In her mind, that one act of protecting me—staging the dead body in an alley and making it look like a robbery gone wrong—showed her love for me. Maybe it did. Maybe that was all the genuine feeling she could muster for me or the sum total of what I deserved. I didn’t have the energy to examine the situation too closely.
“This request isn’t only about me. Richmond needs to pay for what he did. He killed my dreams.”
By “her dreams” she meant Zach Bryant. The boy caught in the crossfire at school that day twenty-seven years ago. The one Richmond didn’t plan to kill. Mom’s teen obsession.
The father I never knew.
She clasped her hands together in front of her. The fake diamond band she wore caught the light. “I told you the night I moved the body for you that one day I would need you to do a little thing for me in return.”

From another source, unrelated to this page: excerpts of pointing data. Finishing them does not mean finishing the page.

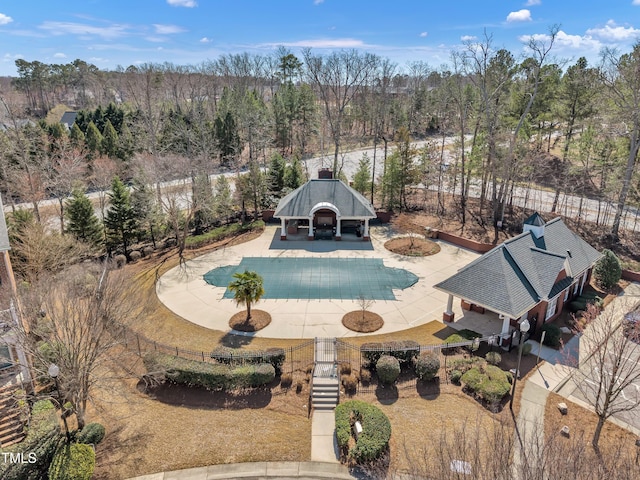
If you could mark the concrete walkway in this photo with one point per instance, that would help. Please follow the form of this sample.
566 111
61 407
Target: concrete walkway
257 470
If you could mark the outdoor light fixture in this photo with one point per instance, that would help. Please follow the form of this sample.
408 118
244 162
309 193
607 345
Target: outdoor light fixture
54 371
524 328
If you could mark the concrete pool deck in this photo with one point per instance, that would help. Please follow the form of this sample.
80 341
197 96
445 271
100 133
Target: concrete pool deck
184 291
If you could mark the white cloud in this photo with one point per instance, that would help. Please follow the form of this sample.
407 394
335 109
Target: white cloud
614 33
64 28
182 3
523 15
167 29
322 43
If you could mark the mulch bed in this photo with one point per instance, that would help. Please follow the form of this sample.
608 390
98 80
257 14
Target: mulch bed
259 319
362 322
412 247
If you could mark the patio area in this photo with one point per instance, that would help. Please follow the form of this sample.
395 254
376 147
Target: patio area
184 290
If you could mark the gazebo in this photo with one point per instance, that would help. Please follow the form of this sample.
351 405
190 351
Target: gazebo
328 206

Sacrifice my future and risk my life for her quest. “It’s not little.”
She shrugged. “Big or small, your time is up. You’re safe now but the police won’t overlook a murder, even an old one, if they know about it.”
Blackmail.
She leaned forward and smoothed a hand over my cheek.The gesture, so close to loving and affectionate, always made me yearn for more. Made me regret that I couldn’t be who and what she wanted. Reminded me that giving birth to me meant her dropping out of school and surviving a brutal beating by her stepdad.
“Addison.” Her voice turned sweet with all evidence of our verbal sparring gone. “My beautiful daughter. It’s time for you to fulfill your destiny.”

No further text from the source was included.